A dois jogos da fase final, há coisas que me parecem determinadas. Que Diogo Costa – ontem de fora – será o guarda-redes titular. Que os laterais serão Cancelo, mais clássico, num lado, e Nuno Mendes, mais versátil, seja a construir atrás ou a aparecer à frente, pelo outro – ainda que na segunda parte de ontem Martínez tenha experimentado o lateral do FC Barcelona neste segundo papel, introduzindo Diogo Dalot em campo.
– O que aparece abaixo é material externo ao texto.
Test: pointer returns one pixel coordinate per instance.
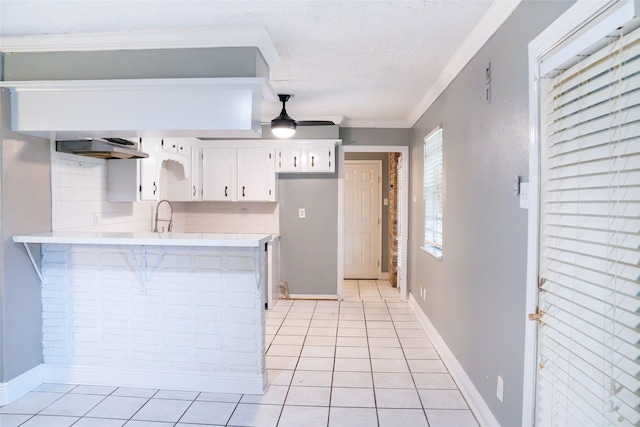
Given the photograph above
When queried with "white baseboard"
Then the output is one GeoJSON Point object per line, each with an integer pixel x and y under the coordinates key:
{"type": "Point", "coordinates": [313, 296]}
{"type": "Point", "coordinates": [21, 385]}
{"type": "Point", "coordinates": [476, 403]}
{"type": "Point", "coordinates": [187, 381]}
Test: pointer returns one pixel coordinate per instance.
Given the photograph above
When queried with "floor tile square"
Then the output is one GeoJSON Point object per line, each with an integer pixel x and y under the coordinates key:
{"type": "Point", "coordinates": [352, 365]}
{"type": "Point", "coordinates": [281, 362]}
{"type": "Point", "coordinates": [73, 405]}
{"type": "Point", "coordinates": [31, 403]}
{"type": "Point", "coordinates": [312, 378]}
{"type": "Point", "coordinates": [450, 418]}
{"type": "Point", "coordinates": [318, 351]}
{"type": "Point", "coordinates": [397, 398]}
{"type": "Point", "coordinates": [134, 392]}
{"type": "Point", "coordinates": [442, 399]}
{"type": "Point", "coordinates": [352, 379]}
{"type": "Point", "coordinates": [50, 421]}
{"type": "Point", "coordinates": [117, 407]}
{"type": "Point", "coordinates": [280, 376]}
{"type": "Point", "coordinates": [164, 410]}
{"type": "Point", "coordinates": [324, 341]}
{"type": "Point", "coordinates": [352, 342]}
{"type": "Point", "coordinates": [384, 342]}
{"type": "Point", "coordinates": [352, 352]}
{"type": "Point", "coordinates": [220, 397]}
{"type": "Point", "coordinates": [274, 395]}
{"type": "Point", "coordinates": [308, 396]}
{"type": "Point", "coordinates": [93, 389]}
{"type": "Point", "coordinates": [176, 394]}
{"type": "Point", "coordinates": [288, 340]}
{"type": "Point", "coordinates": [426, 365]}
{"type": "Point", "coordinates": [208, 413]}
{"type": "Point", "coordinates": [97, 422]}
{"type": "Point", "coordinates": [433, 381]}
{"type": "Point", "coordinates": [284, 350]}
{"type": "Point", "coordinates": [315, 364]}
{"type": "Point", "coordinates": [389, 365]}
{"type": "Point", "coordinates": [392, 380]}
{"type": "Point", "coordinates": [353, 397]}
{"type": "Point", "coordinates": [307, 416]}
{"type": "Point", "coordinates": [386, 353]}
{"type": "Point", "coordinates": [402, 417]}
{"type": "Point", "coordinates": [249, 415]}
{"type": "Point", "coordinates": [351, 417]}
Que Bruno Fernandes, a meio-campo, e Bernardo Silva, a partir da direita, começarão a prova, contra a Chéquia, mas que numa lógica de gestão e em caso de apuramento assegurado, a equipa poderá funcionar sem eles no terceiro jogo da fase de grupos, contra a Geórgia, mantendo as aspirações intactas. E o resto são as dúvidas. Não estará seguro na cabeça de Martínez quem começará ao lado de Rúben Dias, ao meio da defesa, na cada vez mais certa eventualidade de Pepe não estar em condições: é que nem António Silva nem Gonçalo Inácio ou até Danilo, ali testado, assinaram noites isentas de erros. Que João Palhinha e Vitinha deverão jogar como primeiro e segundo médios, com as questões que isso levanta – e às quais já aludi atrás. Que Leão parte à frente de João Félix pela vaga na esquerda, mas que será muito por aí que Martínez mais admitirá mexer nas dinâmicas da equipa, dando-lhe mais potencial de esticão (com Leão), de chegada à área (com Jota, que ontem jogou a nove, mas mais depressa entrará ali) ou de ligação (com Félix). E que só mesmo o campo nos dirá quem vai ser o ponta-de-lança. A Arábia Saudita não é a medida certa para decretar a titularidade de Cristiano Ronaldo, mas o seu exílio fora da Europa também não chega para garantir que seja Gonçalo Ramos o eleito. Contra a Croácia, no sábado, teremos mais pistas.